Ainsi nous avons trouvé qu’il y a un empêchement de consanguinité du 4e au 4e degré entre ledit René Denis et Renée Acaris, à l’égard des raisons qu’ils sont pour demander ladispense dudit empêchement ils nous ont déclaré que ledit René Denis a recherché ladite Renée Acaris depuis longtemps et de bonne foi pour le mariage sans qu’ils seussent être parents, et que les 3 bans de mariage ont été publiés dans l’église de Gastines sans qu’ils seussent qu’il y eut aucun empêchement entre eux, ce qui tient que ladite Renée Acaris ne soit plus recherchée par aucun garçon qui lui pu convenir.

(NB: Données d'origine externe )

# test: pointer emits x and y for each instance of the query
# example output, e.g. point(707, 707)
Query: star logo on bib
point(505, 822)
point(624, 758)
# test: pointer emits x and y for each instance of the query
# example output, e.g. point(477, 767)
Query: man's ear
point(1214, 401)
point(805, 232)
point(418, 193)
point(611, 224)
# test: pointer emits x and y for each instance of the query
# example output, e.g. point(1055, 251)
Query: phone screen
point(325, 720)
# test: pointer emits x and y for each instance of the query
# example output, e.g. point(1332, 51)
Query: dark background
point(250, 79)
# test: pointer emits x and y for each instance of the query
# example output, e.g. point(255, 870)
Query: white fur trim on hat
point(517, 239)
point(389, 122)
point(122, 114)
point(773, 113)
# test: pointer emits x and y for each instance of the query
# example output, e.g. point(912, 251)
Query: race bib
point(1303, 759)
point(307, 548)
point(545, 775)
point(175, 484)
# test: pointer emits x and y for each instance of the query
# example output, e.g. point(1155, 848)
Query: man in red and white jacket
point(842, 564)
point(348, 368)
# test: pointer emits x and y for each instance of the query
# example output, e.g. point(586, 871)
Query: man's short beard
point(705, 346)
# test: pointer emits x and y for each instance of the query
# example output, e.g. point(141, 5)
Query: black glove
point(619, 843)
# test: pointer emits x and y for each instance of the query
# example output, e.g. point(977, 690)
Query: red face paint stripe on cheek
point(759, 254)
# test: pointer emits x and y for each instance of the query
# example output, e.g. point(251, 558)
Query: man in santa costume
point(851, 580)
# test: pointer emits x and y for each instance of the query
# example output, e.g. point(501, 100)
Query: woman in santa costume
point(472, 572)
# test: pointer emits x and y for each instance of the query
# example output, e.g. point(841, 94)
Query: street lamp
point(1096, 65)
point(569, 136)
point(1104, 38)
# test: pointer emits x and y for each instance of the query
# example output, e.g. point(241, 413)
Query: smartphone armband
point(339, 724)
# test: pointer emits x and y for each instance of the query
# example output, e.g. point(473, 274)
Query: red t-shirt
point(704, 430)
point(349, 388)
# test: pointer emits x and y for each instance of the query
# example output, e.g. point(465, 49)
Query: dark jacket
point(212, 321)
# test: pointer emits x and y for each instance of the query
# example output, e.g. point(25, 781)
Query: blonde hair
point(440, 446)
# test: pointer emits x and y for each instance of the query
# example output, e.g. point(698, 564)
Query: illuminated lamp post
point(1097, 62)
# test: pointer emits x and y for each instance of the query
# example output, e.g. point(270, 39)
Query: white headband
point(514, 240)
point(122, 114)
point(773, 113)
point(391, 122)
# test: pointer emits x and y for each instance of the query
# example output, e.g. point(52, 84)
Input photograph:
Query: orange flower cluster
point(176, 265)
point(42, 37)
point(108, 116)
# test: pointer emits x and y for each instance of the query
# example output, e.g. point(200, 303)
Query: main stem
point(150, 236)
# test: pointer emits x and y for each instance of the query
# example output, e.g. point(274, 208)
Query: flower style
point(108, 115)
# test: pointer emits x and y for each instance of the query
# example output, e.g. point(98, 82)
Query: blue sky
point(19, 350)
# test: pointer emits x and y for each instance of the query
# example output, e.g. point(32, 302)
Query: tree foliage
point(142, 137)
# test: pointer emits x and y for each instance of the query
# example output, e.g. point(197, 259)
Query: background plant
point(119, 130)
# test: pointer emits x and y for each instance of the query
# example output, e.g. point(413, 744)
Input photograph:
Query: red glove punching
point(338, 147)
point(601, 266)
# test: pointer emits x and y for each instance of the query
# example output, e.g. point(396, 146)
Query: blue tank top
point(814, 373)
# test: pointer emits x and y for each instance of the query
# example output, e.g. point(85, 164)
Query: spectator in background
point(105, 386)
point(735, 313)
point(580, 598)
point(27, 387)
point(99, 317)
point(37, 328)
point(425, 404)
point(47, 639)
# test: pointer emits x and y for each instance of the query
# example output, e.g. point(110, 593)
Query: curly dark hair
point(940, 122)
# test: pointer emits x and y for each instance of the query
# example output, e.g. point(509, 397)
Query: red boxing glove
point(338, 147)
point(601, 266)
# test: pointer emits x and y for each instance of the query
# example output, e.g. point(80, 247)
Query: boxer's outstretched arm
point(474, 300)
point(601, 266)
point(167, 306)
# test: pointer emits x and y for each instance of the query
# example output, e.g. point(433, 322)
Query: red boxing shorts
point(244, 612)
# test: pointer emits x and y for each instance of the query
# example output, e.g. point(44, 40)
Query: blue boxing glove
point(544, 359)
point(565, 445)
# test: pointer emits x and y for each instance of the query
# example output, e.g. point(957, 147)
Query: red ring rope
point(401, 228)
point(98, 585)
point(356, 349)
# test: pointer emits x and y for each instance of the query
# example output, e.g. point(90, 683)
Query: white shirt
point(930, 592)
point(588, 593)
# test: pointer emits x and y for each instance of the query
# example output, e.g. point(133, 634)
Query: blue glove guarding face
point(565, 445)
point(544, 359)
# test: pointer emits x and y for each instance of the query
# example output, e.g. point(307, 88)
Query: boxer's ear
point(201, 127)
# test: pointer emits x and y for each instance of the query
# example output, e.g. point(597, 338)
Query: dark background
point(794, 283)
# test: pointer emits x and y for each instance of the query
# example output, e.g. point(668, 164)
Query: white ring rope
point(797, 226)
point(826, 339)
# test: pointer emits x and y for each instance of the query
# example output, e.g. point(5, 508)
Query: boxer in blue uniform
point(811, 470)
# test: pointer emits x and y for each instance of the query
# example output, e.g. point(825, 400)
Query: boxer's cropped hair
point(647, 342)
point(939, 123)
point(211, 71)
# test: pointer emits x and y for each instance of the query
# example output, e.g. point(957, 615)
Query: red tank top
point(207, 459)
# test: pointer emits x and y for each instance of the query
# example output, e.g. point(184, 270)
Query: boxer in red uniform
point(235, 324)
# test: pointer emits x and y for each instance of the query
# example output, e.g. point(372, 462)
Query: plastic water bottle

Et comme leur bien ne monte qu’à la somme de 25 livres de rente en tout, ledit René Denis n’ayant que 15 livres et ladite Renée Acaris n’ayant que 10 livres de rente en tout, ils se trouvent hors d’état d’envoyer en cour de Rome pour obtenir la dispense dudit empeschement ce qui nous a été certifié par lesdits témoins cy-dessus dénomés qui ont signé avec nous. Signé René Denis, Pierre Acaris, M. Foucaul prêtre, Julien Veillon, de Villiers curé de Cuillé.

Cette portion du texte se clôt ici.